Contact: Roland Watson, email@example.com
REVOLUTIONARY FATIGUE, OR FREEDOM?
January 5, 2006
Note: We have prepared a new article, False Positives, about the current assault
on a fundamental legal foundation of the American system of jurisprudence (the
right not to be falsely accused of a crime). Also, while we disagree with its
original application, Burma watchers reading this statement might find the following
link of interest. It is to a
manual allegedly prepared by the CIA, in the 1980s and in Spanish and English,
to encourage noncompliance, and stronger steps, by Contra rebels opposed to the
Sandanistas in Nicaragua.
2006 is the year for freedom in Burma.
The world is now paying attention. At the instigation of the United States, the
political staff of the United Nations gave a private briefing about Burma to the
Security Council. Russia and China want things to end there. The U.S., U.K., and
other Council members want formal proceedings initiated, out of which sanctions,
other actions, and ultimately democratic change, may result.

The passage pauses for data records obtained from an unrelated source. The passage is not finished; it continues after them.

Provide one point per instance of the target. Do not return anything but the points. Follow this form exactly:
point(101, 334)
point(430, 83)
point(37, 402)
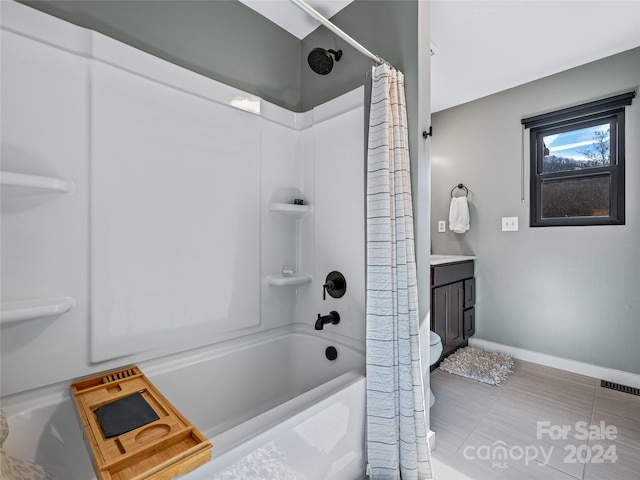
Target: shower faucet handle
point(335, 285)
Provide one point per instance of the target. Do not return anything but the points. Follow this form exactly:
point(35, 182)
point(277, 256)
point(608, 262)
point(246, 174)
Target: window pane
point(576, 197)
point(577, 149)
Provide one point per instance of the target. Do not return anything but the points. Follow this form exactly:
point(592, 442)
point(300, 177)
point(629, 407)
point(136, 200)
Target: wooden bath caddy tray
point(160, 450)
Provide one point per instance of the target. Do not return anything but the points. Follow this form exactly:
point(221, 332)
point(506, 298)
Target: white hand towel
point(459, 215)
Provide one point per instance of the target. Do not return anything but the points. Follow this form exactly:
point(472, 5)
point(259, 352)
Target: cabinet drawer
point(454, 272)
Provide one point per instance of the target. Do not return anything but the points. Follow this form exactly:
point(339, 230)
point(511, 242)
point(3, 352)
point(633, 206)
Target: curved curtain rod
point(318, 16)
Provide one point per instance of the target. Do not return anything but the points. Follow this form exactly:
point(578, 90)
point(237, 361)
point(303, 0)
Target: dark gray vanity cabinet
point(453, 296)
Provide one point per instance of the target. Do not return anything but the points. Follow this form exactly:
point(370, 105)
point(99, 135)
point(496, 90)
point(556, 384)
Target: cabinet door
point(439, 309)
point(469, 292)
point(454, 331)
point(469, 323)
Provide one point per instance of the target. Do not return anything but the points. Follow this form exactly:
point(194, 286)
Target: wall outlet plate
point(509, 224)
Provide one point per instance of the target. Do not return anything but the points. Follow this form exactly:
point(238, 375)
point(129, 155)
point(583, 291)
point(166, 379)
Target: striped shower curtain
point(396, 423)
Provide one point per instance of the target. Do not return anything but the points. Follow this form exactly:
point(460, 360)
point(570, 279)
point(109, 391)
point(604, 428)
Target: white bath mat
point(485, 367)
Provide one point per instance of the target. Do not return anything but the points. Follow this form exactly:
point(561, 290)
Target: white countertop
point(443, 259)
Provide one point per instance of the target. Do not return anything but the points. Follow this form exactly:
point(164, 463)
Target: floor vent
point(620, 388)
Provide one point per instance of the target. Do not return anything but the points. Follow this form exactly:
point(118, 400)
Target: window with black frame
point(577, 164)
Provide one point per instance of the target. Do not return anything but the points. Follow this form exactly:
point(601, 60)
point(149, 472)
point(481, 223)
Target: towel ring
point(460, 186)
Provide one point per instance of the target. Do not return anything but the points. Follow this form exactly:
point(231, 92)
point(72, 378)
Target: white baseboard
point(596, 371)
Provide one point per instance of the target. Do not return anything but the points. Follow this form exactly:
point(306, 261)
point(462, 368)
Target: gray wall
point(571, 292)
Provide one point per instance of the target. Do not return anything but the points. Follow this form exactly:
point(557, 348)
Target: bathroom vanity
point(453, 296)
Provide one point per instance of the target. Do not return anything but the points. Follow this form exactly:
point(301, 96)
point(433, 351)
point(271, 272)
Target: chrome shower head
point(320, 60)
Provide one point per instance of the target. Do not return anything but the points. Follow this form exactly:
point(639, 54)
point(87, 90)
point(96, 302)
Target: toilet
point(435, 349)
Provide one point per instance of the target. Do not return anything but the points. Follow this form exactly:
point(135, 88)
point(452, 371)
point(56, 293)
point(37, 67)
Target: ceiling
point(483, 47)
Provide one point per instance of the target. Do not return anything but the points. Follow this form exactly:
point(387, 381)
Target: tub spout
point(333, 317)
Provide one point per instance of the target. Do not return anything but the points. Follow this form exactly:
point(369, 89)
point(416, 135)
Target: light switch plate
point(509, 224)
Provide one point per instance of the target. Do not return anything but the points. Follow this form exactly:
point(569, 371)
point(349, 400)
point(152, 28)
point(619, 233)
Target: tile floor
point(541, 423)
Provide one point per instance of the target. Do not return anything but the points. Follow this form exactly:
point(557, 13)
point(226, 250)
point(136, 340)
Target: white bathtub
point(271, 403)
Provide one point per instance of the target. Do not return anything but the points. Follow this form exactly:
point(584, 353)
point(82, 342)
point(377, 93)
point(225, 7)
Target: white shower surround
point(71, 77)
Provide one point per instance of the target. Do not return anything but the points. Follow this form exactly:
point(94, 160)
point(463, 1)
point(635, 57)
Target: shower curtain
point(396, 423)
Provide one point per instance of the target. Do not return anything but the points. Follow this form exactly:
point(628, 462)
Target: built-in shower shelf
point(24, 310)
point(293, 281)
point(290, 209)
point(36, 182)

For this to occur, there must be a response from the people of the country. People
of Burma: The world is talking about you. NOW, you must make your desire for freedom
The people can be divided into two groups: The general public, and the ethnic
resistance forces (including those that have ceasefires with the SPDC). Both must
respond, the public by initiating a popular revolution, and the resistance forces
by resuming their armed struggle.
If there is such a response, the U.S., U.K., and other international supporters
can say that the people of Burma are reawakening their long-suppressed voices,
and that the world must do more to help them realize their dream. The U.S. can
also issue a clear warning to the SPDC, that it must not react to the popular
will with violence.
However, if there is not a response, other nations will conclude that the Burmese
do not really want freedom, that they have effectively given up, and that SPDC
rule is tolerable.
Many people have given up. It has been a long, hard struggle. The years have taken
their toll, and revolutionary fatigue has set in. This fatigue must end. The people
must reclaim their revolutionary fervor.
To do so, three specific problems need to be addressed. First, the leadership
of many of the pro-democracy and ethnic resistance groups are now quite elderly.

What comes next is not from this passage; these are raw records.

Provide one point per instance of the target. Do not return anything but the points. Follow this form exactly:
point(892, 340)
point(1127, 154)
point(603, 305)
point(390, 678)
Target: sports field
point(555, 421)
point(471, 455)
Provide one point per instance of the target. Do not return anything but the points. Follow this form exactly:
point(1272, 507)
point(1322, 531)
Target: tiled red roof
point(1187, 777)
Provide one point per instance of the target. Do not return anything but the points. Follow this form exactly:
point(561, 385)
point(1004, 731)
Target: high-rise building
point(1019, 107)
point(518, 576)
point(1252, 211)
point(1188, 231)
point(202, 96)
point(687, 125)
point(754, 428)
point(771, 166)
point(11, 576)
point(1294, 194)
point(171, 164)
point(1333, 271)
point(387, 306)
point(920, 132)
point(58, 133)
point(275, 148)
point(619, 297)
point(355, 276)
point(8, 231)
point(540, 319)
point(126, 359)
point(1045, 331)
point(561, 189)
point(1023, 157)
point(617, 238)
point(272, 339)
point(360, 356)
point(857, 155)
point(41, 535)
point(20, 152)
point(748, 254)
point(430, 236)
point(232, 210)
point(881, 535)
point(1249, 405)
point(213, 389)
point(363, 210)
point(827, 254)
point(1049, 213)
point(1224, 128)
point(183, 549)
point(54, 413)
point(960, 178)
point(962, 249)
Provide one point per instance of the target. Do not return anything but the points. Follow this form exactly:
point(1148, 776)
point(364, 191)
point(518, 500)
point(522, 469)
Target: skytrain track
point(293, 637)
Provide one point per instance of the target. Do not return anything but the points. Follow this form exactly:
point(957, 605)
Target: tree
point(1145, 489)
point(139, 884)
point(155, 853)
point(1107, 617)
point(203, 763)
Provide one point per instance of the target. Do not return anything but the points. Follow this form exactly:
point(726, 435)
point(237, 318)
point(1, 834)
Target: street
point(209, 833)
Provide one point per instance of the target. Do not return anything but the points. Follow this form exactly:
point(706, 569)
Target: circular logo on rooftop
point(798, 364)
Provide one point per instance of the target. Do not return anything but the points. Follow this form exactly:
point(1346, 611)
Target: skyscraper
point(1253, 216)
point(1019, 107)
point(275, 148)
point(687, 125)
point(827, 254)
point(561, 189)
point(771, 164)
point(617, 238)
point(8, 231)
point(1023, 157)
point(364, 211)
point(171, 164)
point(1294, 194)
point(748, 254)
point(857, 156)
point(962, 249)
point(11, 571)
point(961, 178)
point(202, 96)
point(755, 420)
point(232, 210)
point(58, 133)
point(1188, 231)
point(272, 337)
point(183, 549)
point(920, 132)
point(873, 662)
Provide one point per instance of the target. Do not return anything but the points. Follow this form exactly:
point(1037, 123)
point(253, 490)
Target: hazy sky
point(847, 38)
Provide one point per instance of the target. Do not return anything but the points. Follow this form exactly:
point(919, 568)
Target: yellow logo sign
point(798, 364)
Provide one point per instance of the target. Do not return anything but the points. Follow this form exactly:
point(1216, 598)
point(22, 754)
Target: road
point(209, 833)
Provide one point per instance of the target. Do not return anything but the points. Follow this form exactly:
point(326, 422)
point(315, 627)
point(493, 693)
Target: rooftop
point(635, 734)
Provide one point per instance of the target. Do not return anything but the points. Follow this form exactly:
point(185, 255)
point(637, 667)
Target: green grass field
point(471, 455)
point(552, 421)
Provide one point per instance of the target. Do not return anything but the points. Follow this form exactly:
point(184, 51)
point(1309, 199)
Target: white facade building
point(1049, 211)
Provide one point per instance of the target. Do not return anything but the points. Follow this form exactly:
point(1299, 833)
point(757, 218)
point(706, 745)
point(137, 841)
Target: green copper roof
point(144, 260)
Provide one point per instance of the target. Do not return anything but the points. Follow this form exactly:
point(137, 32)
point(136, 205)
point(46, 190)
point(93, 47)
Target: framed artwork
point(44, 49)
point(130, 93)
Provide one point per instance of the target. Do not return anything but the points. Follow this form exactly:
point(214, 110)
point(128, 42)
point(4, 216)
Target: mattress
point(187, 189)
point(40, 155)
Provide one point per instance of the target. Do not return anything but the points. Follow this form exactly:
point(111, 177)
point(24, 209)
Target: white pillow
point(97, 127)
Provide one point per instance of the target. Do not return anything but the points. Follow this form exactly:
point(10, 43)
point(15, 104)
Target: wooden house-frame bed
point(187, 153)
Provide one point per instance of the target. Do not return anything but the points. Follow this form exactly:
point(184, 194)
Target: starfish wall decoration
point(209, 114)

They no longer have the spirit of youth. (This does not hold for all such leaders,
but since most of the groups operate by consensus, risk-averse individuals are
able to stop all aggressive plans for action.) Further, the older leaders appear
unwilling to pass the flag to younger generations who are ready to take risks
and who retain the desire to fight. (In some groups, you only lose your position
when you die. There is little accountability, and no such thing as term limits.)
Also, some leaders, and through them their groups, have made deals with the SPDC
and become corrupt. This includes the DKBA, KNPLF, and the main Wa and Kachin
groups. They have abandoned the goal of freedom.
Secondly, a number of high-profile individuals, outside Burma, are publicly advocating
against a popular uprising. A variety of reasons may exist for such statements,
including that they honestly believe an uprising is unwise; they are afraid they
will lose their claim on post-democracy government positions if freedom is achieved
by internal action rather than their personal initiatives at external lobbying
and dialogue; or they are SPDC agents of disinformation and propaganda.
Thirdly, the Burmese people are tired and afraid. Moreover, they have become de-politicized.
There is little political discussion, and more importantly underground organization
dedicated to accomplishing change. The underground networks that do exist are
small and weak.
The people of Burma need to start talking politics again. They need to be woken
up and radicalized. They need to demand change.
For change to occur, more and more people must talk privately about the SPDC and
the tyrants Than Shwe and Maung Aye; get angry in the process; and then do something
about it. A wide variety of noncompliance tactics are possible. This in turn will
embolden more courageous individuals to carry out concrete and public action,
including writing slogans on walls, distributing revolutionary broadsheets, etc.
The Fighting Peacock must live again!!!
Burmese leaders on the outside can encourage this, by speaking clearly and strongly
about the need for such public action when they are interviewed on radio programs
that are broadcast into the country.
Five years ago, the situation was bleak. The public was completely cowed. But
now, following the purge of Khin Nyunt and Military Intelligence, people have
begun talking about revolution and freedom again. This needs to be supported,
not opposed. We need to focus on freedom now to the exclusion of everything else.
Everyone who cares about Burma should ask themselves, what can I, personally,
do to encourage, or assist, or participate in a popular uprising. With one big
and widespread push, change can be achieved.
2006 is the year for Freedom In Burma!